From the data available, it was found that only 34% of cities fully own and operate their asset/functions, 28% do not own or operate the cities asset/functions, while 19% have partial control. The power to set and enforce policy and regulations is in the hands of 46% of local authorities, while 31% can influence the setting and enforcement of policy. Of the cities, 14% had no influence on the setting and enforcement of policies.

The level of power in budgetary matters too varies considerably across affiliated cities, with 38% enjoying full control, while 32% have influence over the budget of assets and functions. Just under a third (30%) however says that they have no control over assets and functions.
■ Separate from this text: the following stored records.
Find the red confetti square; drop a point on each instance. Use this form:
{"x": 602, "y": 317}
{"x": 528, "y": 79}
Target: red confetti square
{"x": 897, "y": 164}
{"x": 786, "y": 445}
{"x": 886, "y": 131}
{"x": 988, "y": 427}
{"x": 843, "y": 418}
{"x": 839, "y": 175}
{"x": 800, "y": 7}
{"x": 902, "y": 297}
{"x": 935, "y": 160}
The power to set a vision for the city, including for climate mitigation, is open to 46% of cities and a further 42% can influence the long term vision.

Control budget and setting vision power

Sector powerbase
In terms of setting the policy in specific assets/functions, different cities have different levels of control across the board. Most cities have complete control over city roads, on-street parking, pavement and sidewalks, as well as municipally owned fleets. Airports, inter-city rail and freight, ports and undergrounds, on the other hand, fall for the most part outside the four dimensions of power. Private vehicles are the least in the power of the city, with only vision and regulations applicable.

Local transport assets and functions

With the generation and use of energy a primary generator of greenhouse gasses, the level of power cities have over the generation and distribution of energy supply assets and functions may have considerable effect on the long-term policy initiatives introduced by cities to reduce their carbon footprints. From the research it becomes clear that city leaders have some influence over the way energy flows within city boundaries, with particularly distributed power generation and direct heating-cooling being able to be influenced by city authorities. The report notes that centralised power generation is the furthest from city control, followed by retail power distribution. 

Local energy supply assets and functions

Commenting on the ‘limited’ power of cities and their role in climate initiatives, Paula Kirk, Energy and Climate Change Leader at Arup, says: “When it comes to delivering action, the way cities use their power is more important than the dimensions of power they have. Limited power need not mean limited action for cities; there is enormous potential for partnerships with other cities, private businesses, investors and civil society to further climate action. We hope that the insight in the report helps to improve the measurement, management and strategic planning of climate action in cities, and helping to accelerate meaningful action on climate change.”